Aripiprazole affects components of the protein quality control machinery in brains of treated Q84 mice. In mice treated with aripiprazole evaluation of chaperone machinery components shows decreased levels of Hsp70 (A), Hsp90α and Hsp90β (B), increased levels of HSF1 (C), and a trend for decreased amount of RAD23A and RAD23B (D). (A–D) Left panels show immunoblots detecting the indicated proteins in soluble fractions of brainstem extracts from aripiprazole and vehicle-treated mice (same animals as in Fig. 5).

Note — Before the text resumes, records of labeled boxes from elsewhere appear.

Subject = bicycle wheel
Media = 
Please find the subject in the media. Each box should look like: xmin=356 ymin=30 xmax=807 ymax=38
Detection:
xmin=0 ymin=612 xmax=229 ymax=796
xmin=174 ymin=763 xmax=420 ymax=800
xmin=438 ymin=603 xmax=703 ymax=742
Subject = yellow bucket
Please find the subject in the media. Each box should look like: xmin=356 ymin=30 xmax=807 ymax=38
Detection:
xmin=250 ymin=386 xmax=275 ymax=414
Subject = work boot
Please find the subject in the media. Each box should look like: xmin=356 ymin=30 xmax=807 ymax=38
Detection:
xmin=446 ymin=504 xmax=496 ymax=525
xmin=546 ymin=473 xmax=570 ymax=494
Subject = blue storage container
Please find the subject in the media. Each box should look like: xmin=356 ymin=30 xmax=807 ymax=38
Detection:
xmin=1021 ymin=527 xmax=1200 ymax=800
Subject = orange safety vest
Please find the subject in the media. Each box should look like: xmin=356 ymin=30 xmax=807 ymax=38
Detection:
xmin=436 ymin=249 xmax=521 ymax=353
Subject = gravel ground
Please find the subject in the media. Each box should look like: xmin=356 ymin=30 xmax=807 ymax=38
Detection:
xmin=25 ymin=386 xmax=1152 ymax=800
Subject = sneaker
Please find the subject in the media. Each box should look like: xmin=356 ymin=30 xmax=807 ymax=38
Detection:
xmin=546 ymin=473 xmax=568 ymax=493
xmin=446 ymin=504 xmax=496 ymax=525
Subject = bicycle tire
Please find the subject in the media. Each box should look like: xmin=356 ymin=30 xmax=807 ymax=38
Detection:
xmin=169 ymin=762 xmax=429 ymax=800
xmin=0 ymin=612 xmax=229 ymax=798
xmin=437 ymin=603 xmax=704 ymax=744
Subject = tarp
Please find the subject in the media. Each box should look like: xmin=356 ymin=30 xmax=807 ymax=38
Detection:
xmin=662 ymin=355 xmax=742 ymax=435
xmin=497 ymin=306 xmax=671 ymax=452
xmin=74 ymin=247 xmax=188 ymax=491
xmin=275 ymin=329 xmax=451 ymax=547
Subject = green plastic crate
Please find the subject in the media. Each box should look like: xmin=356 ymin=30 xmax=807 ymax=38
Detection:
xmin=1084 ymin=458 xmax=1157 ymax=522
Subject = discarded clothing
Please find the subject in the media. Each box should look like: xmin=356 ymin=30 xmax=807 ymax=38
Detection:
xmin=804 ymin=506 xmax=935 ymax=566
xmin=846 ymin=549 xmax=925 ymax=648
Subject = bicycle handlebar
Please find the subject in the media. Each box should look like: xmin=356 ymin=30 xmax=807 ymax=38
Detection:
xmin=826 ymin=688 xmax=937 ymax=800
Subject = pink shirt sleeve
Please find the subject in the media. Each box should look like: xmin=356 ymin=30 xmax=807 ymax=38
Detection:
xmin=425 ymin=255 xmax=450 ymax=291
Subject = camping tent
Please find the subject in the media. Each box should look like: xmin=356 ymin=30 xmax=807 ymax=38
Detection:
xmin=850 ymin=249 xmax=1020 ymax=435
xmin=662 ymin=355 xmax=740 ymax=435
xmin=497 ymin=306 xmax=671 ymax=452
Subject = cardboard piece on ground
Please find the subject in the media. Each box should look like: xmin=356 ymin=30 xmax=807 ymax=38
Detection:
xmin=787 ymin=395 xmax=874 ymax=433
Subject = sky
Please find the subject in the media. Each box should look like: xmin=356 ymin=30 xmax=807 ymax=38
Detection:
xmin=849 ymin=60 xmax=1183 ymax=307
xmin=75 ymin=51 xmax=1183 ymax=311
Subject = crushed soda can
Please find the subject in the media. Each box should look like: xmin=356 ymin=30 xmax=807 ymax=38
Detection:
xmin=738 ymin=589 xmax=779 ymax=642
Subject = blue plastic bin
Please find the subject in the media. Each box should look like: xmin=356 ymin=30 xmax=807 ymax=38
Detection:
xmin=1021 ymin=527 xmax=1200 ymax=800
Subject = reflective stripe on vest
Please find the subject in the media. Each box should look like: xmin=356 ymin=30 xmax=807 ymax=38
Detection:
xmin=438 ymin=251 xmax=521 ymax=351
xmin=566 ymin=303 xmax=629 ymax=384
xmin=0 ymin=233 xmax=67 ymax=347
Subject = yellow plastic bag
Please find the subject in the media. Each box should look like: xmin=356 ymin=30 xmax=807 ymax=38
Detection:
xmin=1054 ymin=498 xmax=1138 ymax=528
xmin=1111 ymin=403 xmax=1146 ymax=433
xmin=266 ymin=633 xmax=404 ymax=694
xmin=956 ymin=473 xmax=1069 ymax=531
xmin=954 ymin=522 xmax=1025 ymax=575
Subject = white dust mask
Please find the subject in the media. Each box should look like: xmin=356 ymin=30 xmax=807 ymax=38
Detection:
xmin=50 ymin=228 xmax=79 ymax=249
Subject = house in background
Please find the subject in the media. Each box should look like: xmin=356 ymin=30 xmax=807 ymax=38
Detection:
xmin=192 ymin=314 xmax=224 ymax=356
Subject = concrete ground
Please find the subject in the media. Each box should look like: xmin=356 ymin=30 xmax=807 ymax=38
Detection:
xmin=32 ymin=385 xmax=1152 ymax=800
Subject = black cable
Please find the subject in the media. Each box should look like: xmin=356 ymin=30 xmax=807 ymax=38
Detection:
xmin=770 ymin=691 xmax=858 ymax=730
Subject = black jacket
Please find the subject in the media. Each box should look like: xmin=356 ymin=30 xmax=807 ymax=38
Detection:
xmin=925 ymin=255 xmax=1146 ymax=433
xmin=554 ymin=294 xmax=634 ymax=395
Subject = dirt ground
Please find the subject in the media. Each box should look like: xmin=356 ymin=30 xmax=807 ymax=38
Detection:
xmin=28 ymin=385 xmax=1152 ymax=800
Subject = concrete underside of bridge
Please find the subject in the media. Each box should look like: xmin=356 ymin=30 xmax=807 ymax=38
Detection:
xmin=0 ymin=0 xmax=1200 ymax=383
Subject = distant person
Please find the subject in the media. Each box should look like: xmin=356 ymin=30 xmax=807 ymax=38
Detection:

Right panels display the quantification of band intensity, with values normalized for α-tubulin or GAPDH. Bars represent the average percentage of protein relative to vehicle-treated mice (±SEM). Comparison between groups was made using Student’s t-test and statistical significance is indicated as *P < 0.05, **P < 0.01, and ***P < 0.001.